By: Cam Lee Small, LPCC
I recently heard a question, “Who does a picture belong to?”
The one taking the photo?
My first trip back to Korea I asked, “Who belongs in the picture?”
When I return to this scene, walking and marveling my way through the neon streets of Seoul at night – a part of me wished I could belong there.
The language of a “birth search” or “homeland tour” acknowledges loss and perpetual foreignness. I didn’t “belong” in the picture.
I’m fine with the functionality of the adoption terms for now, but I’m also carving out space for individuals and communities to reclaim and celebrate those God-given layers of diversity that flow through their bodies moment to moment.
“Korea sings to me at night.” means I was there, my feet pressing into the land on which my mother walked and carried me for the first few years of my life. My eyes swollen with wonder and yearning as the lights and smells and sounds re-entered my body for the first time in decades.
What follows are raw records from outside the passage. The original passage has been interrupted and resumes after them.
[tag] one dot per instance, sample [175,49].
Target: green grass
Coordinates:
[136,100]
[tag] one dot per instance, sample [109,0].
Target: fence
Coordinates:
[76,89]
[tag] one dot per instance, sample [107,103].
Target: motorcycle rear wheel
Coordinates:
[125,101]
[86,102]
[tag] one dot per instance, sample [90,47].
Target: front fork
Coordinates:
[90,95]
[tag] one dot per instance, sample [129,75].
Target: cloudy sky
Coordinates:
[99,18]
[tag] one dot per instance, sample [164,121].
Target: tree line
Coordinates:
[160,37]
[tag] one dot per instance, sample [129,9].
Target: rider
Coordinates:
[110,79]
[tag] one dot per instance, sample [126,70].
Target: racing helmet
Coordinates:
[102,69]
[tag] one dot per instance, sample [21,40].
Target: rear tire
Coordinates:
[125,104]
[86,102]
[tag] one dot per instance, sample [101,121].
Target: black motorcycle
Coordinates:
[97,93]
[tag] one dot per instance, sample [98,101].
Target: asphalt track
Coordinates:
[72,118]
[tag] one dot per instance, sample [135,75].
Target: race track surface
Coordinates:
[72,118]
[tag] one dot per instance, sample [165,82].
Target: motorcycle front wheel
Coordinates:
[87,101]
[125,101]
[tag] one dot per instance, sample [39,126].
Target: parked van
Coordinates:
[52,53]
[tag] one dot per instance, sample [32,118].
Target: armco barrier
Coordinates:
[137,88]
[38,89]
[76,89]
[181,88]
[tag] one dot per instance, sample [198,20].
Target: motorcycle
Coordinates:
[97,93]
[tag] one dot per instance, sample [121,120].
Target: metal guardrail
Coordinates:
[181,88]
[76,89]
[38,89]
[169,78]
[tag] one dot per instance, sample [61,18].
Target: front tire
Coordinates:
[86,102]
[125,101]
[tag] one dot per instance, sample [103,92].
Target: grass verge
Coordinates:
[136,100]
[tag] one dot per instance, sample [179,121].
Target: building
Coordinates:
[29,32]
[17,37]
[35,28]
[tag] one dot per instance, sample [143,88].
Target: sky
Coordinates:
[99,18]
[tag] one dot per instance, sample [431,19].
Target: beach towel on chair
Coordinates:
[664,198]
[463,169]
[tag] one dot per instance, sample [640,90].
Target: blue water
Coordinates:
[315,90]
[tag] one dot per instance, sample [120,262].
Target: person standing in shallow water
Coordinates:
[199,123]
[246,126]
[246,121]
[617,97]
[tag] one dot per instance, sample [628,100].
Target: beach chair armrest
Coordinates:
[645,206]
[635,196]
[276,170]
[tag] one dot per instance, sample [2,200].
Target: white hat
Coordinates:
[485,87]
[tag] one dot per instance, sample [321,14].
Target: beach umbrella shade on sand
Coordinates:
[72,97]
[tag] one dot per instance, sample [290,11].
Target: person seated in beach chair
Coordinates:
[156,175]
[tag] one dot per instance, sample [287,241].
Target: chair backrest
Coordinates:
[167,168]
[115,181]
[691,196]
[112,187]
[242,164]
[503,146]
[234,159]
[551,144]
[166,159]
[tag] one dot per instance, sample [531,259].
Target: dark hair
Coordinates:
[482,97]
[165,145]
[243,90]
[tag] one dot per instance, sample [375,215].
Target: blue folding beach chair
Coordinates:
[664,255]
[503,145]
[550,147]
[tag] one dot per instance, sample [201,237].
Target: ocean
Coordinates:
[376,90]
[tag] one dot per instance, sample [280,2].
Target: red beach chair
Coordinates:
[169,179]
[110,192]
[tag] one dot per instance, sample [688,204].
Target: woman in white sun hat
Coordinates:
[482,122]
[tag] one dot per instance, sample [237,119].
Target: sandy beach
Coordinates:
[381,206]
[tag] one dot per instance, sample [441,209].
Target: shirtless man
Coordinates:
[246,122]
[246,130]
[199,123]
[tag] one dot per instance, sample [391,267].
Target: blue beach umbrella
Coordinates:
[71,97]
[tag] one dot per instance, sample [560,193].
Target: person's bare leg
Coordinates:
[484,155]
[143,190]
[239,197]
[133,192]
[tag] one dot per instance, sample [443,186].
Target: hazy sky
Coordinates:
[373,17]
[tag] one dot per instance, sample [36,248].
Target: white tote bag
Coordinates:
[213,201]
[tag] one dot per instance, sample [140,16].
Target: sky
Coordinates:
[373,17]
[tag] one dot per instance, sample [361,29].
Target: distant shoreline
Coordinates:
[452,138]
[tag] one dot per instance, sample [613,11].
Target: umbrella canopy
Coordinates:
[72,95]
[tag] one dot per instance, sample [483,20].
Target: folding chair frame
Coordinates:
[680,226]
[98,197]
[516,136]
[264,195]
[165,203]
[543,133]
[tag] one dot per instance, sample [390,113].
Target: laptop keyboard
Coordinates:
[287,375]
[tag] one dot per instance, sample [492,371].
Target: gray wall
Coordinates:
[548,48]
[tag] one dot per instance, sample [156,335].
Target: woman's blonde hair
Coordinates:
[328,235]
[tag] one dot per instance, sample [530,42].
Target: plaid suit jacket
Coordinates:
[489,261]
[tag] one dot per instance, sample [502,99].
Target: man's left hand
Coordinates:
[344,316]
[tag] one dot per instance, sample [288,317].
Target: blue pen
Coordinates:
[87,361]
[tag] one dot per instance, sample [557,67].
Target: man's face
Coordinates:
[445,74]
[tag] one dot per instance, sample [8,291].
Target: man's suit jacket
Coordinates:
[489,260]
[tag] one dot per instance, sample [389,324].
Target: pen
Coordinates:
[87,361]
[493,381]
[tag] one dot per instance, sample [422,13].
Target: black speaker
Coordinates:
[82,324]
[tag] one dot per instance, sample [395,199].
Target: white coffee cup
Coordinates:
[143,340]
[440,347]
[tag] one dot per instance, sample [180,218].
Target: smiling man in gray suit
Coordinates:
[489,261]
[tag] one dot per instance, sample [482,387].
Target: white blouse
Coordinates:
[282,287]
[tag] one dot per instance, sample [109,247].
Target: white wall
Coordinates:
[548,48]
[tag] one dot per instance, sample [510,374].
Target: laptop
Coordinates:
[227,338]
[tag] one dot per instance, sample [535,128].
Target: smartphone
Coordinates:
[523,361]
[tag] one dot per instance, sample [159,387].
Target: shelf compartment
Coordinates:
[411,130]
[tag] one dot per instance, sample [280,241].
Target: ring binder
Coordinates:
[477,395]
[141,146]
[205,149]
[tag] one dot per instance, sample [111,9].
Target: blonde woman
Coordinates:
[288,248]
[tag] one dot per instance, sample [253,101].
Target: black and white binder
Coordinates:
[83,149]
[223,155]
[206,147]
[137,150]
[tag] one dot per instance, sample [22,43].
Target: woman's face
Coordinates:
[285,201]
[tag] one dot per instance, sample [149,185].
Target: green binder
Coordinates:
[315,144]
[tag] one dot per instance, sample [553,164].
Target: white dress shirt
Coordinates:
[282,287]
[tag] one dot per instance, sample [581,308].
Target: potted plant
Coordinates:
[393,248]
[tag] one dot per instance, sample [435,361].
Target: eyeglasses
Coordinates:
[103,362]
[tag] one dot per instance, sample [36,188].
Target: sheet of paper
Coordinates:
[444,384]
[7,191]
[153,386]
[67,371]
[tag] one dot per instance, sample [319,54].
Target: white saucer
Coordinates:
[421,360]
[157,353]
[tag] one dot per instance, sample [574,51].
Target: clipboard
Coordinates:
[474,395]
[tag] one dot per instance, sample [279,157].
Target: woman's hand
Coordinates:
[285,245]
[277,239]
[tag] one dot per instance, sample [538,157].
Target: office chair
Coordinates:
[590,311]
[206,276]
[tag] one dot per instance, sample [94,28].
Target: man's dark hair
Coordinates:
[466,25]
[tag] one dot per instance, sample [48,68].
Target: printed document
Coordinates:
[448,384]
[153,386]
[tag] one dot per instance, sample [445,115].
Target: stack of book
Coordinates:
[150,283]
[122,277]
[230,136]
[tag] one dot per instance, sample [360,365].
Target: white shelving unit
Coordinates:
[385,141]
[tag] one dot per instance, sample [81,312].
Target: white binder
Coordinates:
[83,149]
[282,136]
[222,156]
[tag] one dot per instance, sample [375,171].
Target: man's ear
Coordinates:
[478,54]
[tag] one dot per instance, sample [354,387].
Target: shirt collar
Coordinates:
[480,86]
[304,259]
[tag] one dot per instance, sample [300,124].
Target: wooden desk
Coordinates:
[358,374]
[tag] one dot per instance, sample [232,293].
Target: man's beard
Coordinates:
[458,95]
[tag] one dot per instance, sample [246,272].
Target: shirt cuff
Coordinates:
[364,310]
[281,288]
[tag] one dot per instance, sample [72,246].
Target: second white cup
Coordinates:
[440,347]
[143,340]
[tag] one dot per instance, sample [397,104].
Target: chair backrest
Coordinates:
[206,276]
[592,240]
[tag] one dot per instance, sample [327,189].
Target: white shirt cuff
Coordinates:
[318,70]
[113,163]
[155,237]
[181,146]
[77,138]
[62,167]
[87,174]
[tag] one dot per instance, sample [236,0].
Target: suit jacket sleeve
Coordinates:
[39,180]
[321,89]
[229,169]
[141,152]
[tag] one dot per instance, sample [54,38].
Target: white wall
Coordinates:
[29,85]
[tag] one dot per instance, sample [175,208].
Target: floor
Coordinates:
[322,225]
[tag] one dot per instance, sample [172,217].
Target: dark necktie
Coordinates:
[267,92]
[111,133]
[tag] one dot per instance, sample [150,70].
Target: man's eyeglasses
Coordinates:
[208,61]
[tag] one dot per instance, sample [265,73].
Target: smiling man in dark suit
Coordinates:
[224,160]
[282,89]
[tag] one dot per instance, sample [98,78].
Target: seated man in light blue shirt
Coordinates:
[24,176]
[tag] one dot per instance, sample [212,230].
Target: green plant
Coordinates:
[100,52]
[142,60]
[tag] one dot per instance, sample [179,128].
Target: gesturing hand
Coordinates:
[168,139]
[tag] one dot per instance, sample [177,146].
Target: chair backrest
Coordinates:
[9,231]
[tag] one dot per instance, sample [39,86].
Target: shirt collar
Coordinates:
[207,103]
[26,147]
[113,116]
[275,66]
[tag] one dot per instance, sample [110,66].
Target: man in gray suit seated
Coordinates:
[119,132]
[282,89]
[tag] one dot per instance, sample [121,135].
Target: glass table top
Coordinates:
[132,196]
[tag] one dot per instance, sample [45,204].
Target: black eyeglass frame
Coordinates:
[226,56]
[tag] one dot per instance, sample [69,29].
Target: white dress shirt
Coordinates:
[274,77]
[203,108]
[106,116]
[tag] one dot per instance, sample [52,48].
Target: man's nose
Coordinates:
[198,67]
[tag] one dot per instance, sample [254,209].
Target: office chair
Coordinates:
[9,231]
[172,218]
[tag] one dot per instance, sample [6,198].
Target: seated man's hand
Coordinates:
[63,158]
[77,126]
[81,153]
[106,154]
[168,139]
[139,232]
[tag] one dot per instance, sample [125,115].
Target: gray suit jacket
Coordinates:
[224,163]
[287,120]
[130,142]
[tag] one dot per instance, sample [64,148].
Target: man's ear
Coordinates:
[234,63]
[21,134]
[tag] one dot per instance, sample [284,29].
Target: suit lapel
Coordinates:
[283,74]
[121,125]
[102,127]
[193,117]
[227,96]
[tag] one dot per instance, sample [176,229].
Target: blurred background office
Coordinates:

Yes I was rejected in conversations, scorned at restaurants when I could only speak “broken” syllables, confused looks from others in the streets and throughout the markets.
But “Korea sings to me at night.” means my feelings of isolation from Korea were not enough to quench my feelings of empowerment in Korea. Korea welcomed me because I welcomed it.
It was a welcome because, in faith, I chose to make it a welcome. It no longer had power over me. I got to choose how to be in that moment. To love. Then, it was on my terms as I chose to hear what was once my home singing back to me, with its brilliant visuals, the intangible familiarity of my Korean siblings as we passed each other unaware, the deep breaths in through my nose and the affirmative exhales from my mouth as I re-connected with an old friend; my first caregiver.
Of course, this is my personal experience and I’m persuaded there’s none like it, that’s part of what makes the adoptee community so precious, so critical to the supporting of the adoptee community. Every story counts.
Many adoptees must travel long distances, emotionally and physically, to hear our “birth-culture” sing to us.
Shout out and thanks to caregivers who have acknowledged that with us, and for those who currently go out of their way to help make that pathway more accessible for us and for our communities.
To the songs of nations yet to be heard.